Among the three methods, the intradermal and oral methods yield higher positive conversion rates. The intradermal method provides longer-lasting immunity than the scarification method. Except for infants under 2 months, a tuberculin skin test (usually 5 subcutaneous node tuberculin units) should be performed before vaccination.
**Contraindications for BCG Vaccination**: Positive subcutaneous node tuberculin reaction, fever, diarrhea, eczema at the injection site, systemic skin diseases, recent acute pestilence (within 1 month), allergic diseases, severe liver, kidney, or heart disease, premature infants, low-birth-weight newborns, and birth-injured infants should not be vaccinated.
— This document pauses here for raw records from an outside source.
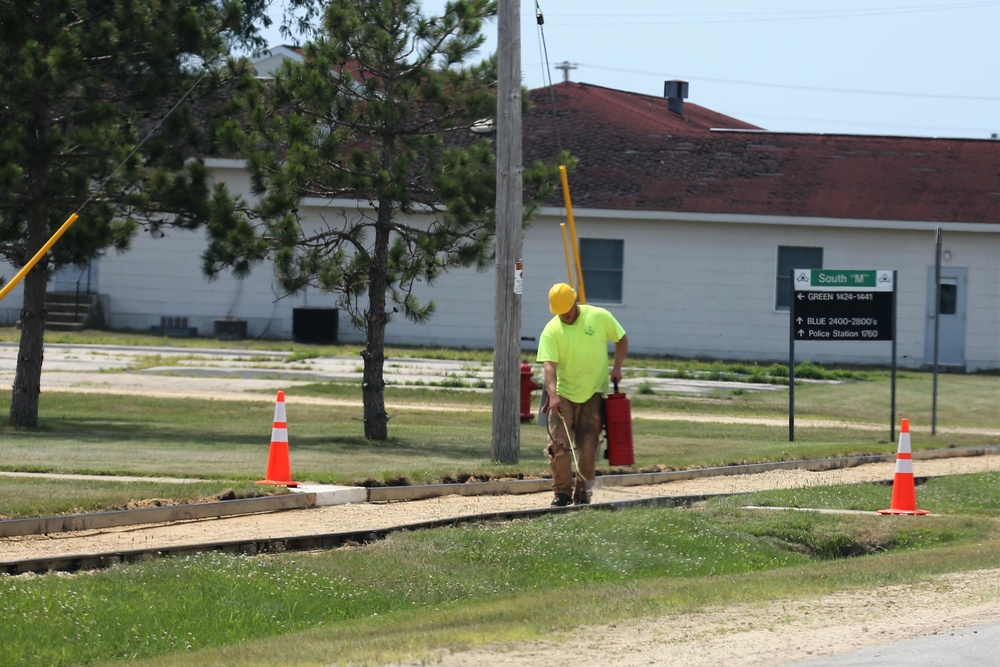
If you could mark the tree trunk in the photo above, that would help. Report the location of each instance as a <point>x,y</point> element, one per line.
<point>28,375</point>
<point>373,384</point>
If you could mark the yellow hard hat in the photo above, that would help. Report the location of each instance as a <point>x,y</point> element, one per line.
<point>562,298</point>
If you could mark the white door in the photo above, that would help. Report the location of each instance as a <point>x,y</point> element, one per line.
<point>951,331</point>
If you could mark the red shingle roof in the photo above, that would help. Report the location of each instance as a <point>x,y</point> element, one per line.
<point>635,154</point>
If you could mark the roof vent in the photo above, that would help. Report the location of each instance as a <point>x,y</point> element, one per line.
<point>675,91</point>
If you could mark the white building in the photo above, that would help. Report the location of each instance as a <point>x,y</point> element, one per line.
<point>689,223</point>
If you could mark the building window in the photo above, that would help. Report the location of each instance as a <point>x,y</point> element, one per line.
<point>948,305</point>
<point>789,258</point>
<point>602,262</point>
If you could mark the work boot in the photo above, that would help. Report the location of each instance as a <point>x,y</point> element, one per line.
<point>561,500</point>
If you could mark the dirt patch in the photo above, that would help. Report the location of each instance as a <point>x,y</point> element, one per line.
<point>776,633</point>
<point>772,634</point>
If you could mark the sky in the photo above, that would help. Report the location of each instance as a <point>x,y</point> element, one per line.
<point>927,68</point>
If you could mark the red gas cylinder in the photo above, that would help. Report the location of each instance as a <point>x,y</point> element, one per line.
<point>528,385</point>
<point>618,423</point>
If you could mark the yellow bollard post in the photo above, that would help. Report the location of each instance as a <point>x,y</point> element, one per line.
<point>572,232</point>
<point>38,255</point>
<point>569,268</point>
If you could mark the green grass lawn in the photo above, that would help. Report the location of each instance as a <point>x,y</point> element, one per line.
<point>417,592</point>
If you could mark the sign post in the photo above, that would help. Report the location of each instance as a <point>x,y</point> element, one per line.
<point>841,305</point>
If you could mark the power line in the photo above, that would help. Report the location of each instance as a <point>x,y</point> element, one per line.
<point>788,86</point>
<point>758,17</point>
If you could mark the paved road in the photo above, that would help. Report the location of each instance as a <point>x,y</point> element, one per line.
<point>978,646</point>
<point>76,365</point>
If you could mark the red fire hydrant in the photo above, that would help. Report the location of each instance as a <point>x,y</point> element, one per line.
<point>528,385</point>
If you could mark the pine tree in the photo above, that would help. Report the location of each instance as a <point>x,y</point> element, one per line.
<point>81,84</point>
<point>379,111</point>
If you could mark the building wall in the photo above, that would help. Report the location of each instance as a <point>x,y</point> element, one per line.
<point>694,285</point>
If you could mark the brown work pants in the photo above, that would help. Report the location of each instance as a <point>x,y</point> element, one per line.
<point>581,424</point>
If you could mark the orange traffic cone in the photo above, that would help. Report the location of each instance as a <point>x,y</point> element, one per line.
<point>279,468</point>
<point>904,495</point>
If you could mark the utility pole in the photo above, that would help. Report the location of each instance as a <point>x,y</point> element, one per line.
<point>506,444</point>
<point>566,66</point>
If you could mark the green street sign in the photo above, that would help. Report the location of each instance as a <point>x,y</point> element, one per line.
<point>838,280</point>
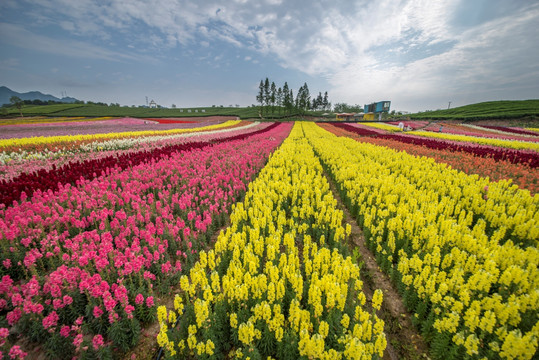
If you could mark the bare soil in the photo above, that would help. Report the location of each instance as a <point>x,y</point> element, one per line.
<point>403,340</point>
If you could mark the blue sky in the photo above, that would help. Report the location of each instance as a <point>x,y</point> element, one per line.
<point>419,54</point>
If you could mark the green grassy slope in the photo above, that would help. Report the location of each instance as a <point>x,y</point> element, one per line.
<point>505,109</point>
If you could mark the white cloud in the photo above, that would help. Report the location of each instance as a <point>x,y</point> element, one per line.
<point>18,36</point>
<point>488,62</point>
<point>367,50</point>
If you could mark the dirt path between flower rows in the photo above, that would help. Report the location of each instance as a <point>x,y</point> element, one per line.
<point>403,340</point>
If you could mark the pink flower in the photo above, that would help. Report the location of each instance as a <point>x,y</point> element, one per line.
<point>68,300</point>
<point>97,311</point>
<point>113,316</point>
<point>14,316</point>
<point>65,330</point>
<point>166,267</point>
<point>50,320</point>
<point>16,299</point>
<point>4,333</point>
<point>77,341</point>
<point>17,353</point>
<point>97,342</point>
<point>129,311</point>
<point>139,299</point>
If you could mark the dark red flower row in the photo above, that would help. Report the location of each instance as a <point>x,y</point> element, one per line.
<point>511,130</point>
<point>43,180</point>
<point>514,156</point>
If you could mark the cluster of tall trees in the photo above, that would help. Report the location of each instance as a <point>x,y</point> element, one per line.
<point>281,102</point>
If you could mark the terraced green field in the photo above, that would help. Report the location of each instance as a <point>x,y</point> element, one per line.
<point>505,109</point>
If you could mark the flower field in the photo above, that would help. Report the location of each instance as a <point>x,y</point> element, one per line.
<point>228,237</point>
<point>462,250</point>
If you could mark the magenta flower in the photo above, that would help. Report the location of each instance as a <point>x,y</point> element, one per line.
<point>97,311</point>
<point>16,353</point>
<point>97,342</point>
<point>65,330</point>
<point>50,320</point>
<point>78,340</point>
<point>139,299</point>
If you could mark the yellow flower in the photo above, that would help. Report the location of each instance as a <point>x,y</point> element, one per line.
<point>377,299</point>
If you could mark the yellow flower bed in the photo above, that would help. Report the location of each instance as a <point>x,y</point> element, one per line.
<point>42,140</point>
<point>462,250</point>
<point>386,127</point>
<point>276,285</point>
<point>512,144</point>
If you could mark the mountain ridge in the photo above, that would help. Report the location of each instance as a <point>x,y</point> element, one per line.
<point>6,93</point>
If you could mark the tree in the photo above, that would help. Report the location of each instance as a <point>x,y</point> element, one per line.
<point>291,97</point>
<point>260,96</point>
<point>267,94</point>
<point>286,97</point>
<point>15,100</point>
<point>325,101</point>
<point>279,99</point>
<point>273,91</point>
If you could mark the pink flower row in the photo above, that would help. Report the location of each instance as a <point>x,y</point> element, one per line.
<point>104,248</point>
<point>463,130</point>
<point>94,127</point>
<point>16,168</point>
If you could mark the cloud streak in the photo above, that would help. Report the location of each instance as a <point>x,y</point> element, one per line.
<point>406,50</point>
<point>19,36</point>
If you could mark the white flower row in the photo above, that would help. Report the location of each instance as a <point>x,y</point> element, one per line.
<point>108,145</point>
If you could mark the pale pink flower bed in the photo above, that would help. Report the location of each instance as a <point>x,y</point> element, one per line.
<point>15,168</point>
<point>85,265</point>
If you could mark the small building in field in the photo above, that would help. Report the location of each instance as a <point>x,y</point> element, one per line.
<point>344,116</point>
<point>377,108</point>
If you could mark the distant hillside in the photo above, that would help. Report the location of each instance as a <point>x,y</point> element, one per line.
<point>504,109</point>
<point>6,93</point>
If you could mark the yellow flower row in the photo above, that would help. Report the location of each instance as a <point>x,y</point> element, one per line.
<point>276,283</point>
<point>512,144</point>
<point>42,140</point>
<point>465,275</point>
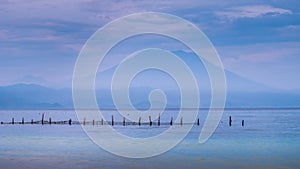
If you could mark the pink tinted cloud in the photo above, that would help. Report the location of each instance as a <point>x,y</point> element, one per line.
<point>251,11</point>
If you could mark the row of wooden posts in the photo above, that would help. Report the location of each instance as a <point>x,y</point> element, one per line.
<point>70,122</point>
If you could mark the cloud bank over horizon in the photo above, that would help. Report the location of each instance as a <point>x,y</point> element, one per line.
<point>258,40</point>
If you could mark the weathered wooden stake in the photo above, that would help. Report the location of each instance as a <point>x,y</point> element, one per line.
<point>43,116</point>
<point>158,121</point>
<point>150,121</point>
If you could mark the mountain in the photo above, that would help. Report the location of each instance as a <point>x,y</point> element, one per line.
<point>30,96</point>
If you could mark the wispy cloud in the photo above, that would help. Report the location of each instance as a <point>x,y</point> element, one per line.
<point>251,11</point>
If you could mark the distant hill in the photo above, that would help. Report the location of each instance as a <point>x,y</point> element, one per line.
<point>30,96</point>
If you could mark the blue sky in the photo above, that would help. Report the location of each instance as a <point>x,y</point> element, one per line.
<point>258,40</point>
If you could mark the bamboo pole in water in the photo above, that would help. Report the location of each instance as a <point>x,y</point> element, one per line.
<point>140,121</point>
<point>181,121</point>
<point>158,121</point>
<point>43,116</point>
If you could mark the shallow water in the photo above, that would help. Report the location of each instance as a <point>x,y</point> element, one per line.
<point>269,139</point>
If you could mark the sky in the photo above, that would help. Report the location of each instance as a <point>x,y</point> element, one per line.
<point>41,40</point>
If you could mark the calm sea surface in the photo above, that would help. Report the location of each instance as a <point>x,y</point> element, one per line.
<point>269,139</point>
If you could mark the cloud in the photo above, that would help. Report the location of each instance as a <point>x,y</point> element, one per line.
<point>273,64</point>
<point>251,11</point>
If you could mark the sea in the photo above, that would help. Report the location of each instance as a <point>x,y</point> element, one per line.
<point>270,138</point>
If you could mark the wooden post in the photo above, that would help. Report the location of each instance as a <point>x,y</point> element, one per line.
<point>158,122</point>
<point>181,121</point>
<point>43,116</point>
<point>140,121</point>
<point>150,121</point>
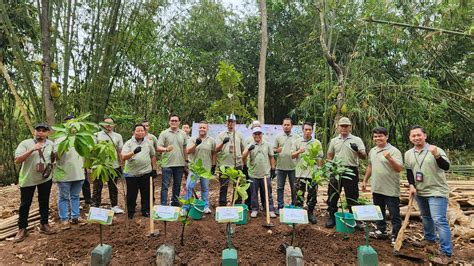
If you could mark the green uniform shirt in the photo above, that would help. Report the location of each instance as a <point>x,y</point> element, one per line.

Children with immunodeficiency may develop fatal disseminated BCG disease and must not be vaccinated.
5. Chemoprophylaxis refers to the administration of isoniazid to prevent subcutaneous node disease, which may be considered under the following circumstances: ① infants and young children exposed to parents with open pulmonary subcutaneous node disease; ② children with recent conversion of tuberculin test from negative to positive (indicating natural infection); ③ infants, young children, and preschool-aged children showing a strongly positive tuberculin reaction; ④ children with a positive tuberculin test and early symptoms of subcutaneous node poisoning but normal lung X-ray findings; ⑤ children with a positive tuberculin reaction who require corticosteroid treatment for other diseases; ⑥ children with a positive tuberculin reaction after contracting measles or whooping cough. The prophylactic dose is 10mg/(kg·d), with a treatment course of 6 months to 1 year. Prophylaxis can achieve three effects: ① preventing active subcutaneous node disease in children; ② preventing the reactivation of subcutaneous node disease during adolescence; ③ preventing the occurrence of extrapulmonary subcutaneous node disease.